En Tapachula, Chiapas, una red de corrupción convirtió la nacionalidad mexicana en un trámite clandestino. Migrantes, principalmente de origen cubano, pagan miles de dólares para obtener actas de nacimiento oficiales que los hacen pasar, en cuestión de semanas, de extranjeros indocumentados a ciudadanos mexicanos.
Miles de dólares por convertirse en “mexicano”
Los testimonios recabados revelan que el costo del trámite ilegal varía según el contacto y la urgencia, pero puede alcanzar los 4 mil dólares, es decir, más de 70 mil pesos mexicanos. A cambio, los migrantes reciben un acta de nacimiento aparentemente legítima, impresa en papel oficial y con sellos válidos.
Con ese documento pueden tramitar credencial del INE, pasaporte mexicano, transitar libremente hacia el norte del país o solicitar visas humanitarias.

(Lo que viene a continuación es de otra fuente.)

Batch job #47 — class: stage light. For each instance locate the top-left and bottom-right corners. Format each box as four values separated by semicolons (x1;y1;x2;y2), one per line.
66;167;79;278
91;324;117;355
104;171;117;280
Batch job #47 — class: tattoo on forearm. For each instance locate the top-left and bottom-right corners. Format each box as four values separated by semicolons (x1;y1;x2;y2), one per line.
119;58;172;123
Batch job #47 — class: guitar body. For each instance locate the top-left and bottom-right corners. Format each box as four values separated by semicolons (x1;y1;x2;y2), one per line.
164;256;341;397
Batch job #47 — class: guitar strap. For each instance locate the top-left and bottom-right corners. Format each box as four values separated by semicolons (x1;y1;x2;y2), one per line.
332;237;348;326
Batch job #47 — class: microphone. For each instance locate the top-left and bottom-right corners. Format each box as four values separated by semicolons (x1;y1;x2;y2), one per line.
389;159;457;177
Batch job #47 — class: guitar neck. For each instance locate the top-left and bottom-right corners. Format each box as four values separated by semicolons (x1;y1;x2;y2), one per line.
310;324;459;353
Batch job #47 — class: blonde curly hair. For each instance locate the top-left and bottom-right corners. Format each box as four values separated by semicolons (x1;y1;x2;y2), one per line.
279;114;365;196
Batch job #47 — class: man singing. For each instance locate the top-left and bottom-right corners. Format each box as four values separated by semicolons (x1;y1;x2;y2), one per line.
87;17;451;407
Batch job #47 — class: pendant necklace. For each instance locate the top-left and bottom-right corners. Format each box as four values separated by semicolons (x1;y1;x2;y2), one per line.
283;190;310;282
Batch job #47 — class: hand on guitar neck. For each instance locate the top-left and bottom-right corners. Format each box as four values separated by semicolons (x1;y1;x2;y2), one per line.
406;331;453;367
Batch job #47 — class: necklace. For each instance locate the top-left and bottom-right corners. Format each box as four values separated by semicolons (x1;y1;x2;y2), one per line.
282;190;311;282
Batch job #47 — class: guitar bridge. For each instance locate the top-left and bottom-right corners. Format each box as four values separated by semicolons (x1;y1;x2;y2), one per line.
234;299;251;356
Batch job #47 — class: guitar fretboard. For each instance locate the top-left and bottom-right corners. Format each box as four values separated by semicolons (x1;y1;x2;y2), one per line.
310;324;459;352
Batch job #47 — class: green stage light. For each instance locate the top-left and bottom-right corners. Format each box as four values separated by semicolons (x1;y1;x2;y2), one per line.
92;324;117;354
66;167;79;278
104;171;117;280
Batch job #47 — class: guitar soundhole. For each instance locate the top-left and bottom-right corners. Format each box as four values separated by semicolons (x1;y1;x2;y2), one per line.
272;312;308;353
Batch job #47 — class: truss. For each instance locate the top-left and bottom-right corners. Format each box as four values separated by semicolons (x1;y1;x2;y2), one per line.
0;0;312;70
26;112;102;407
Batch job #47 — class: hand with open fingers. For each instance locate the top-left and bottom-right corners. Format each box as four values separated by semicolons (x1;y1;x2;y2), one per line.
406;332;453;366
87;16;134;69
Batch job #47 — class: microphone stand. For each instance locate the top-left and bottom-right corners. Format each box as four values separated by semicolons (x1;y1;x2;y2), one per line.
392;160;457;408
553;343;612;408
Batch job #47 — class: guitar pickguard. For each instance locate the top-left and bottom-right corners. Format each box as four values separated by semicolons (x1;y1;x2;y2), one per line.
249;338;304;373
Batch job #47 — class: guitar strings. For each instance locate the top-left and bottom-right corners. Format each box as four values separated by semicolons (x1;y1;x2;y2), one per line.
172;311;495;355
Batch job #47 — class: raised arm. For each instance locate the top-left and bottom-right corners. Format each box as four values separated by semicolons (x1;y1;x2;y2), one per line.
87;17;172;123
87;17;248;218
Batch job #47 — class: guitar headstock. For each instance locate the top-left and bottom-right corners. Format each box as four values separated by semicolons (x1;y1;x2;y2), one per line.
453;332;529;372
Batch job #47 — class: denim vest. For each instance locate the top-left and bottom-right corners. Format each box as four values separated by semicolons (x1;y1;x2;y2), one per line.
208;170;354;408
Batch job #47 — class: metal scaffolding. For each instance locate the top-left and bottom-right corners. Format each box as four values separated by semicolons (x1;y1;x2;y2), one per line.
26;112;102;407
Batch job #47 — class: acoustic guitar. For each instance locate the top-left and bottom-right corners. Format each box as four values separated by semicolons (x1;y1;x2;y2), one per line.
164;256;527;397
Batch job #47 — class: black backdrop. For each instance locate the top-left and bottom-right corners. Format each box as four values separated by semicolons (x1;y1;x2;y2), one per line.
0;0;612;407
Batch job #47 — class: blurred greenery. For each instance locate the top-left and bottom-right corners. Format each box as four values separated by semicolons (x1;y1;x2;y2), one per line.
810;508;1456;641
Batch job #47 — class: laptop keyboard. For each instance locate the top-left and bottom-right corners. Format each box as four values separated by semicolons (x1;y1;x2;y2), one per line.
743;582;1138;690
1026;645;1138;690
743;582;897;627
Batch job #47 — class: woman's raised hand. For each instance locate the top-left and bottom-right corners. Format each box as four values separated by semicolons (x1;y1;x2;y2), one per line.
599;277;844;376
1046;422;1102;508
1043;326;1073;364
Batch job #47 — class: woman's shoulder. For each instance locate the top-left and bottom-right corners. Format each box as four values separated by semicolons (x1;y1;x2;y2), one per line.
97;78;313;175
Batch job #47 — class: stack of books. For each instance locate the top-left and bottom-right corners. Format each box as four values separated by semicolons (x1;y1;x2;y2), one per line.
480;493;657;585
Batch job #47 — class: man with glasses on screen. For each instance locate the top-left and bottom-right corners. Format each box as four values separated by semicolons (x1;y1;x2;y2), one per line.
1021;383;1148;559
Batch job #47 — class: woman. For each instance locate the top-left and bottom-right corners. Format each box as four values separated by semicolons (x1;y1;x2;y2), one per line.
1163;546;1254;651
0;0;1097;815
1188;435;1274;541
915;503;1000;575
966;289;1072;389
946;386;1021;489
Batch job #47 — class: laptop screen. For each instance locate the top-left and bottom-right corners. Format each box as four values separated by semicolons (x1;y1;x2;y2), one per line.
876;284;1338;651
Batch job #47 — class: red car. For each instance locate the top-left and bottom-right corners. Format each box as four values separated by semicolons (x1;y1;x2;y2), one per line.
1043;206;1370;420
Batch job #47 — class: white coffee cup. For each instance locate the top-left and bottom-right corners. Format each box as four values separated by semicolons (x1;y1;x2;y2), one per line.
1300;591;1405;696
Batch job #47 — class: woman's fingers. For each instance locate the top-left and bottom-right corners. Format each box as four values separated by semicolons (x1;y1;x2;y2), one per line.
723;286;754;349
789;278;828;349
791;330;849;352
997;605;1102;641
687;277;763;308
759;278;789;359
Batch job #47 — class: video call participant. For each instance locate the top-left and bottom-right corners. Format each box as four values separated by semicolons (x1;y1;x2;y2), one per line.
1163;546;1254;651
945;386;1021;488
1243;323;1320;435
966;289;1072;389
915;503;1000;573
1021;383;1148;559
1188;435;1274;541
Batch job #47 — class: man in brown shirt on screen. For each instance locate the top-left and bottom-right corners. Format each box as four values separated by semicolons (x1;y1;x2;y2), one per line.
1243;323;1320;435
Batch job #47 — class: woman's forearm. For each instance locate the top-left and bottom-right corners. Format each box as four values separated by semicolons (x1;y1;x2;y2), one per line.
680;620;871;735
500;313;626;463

“Sí se puede, pero quien tiene posibilidad de pagar… piden 15 mil, 20 mil, y en lo más alto ha salido en 4 mil dólares”, relató un migrante cubano.
Documentos reales, datos falsos
El caso escaló a nivel internacional el 22 de enero, cuando la Embajada de México en Houston emitió una alerta tras detectar documentos sospechosos. La Secretaría de Relaciones Exteriores identificó un patrón alarmante: actas de nacimiento en papel oficial y formatos legales, pero sin inscripción real ni respaldo en los libros del Registro Civil.
Se trata de documentos auténticos en apariencia, pero construidos con información falsa.
Una red que va más allá del Registro Civil
Para organizaciones civiles, el problema no se limita a una oficina local. Luis García Villagrán, director de la ONG Pro Migrante en Tapachula, denunció que esta red de tráfico de documentos lleva años operando con la complicidad de funcionarios federales.
El activista aseguró que existe un intercambio constante de personal entre el Instituto Nacional de Migración y la Comisión Mexicana de Ayuda a Refugiados, lo que permite que los documentos irregulares continúen su curso sin mayores obstáculos.
Fiscalía detecta anomalías, pero persisten dudas
Tras la denuncia de la Cancillería, la Fiscalía General de Chiapas intervino. El fiscal Jorge Luis Llaven Abarca confirmó que una auditoría detectó anomalías en los sistemas informáticos del Registro Civil y que tres trabajadores fueron señalados por expedir actas de nacimiento de forma irregular.
Sin embargo, la interrogante persiste: si estas actas logran ser validadas en aeropuertos y retenes, ¿quién más está involucrado en la cadena de validación?
Mientras las investigaciones avanzan, la frontera sur sigue funcionando como una puerta trasera para la migración irregular, con documentos oficiales convertidos en mercancía.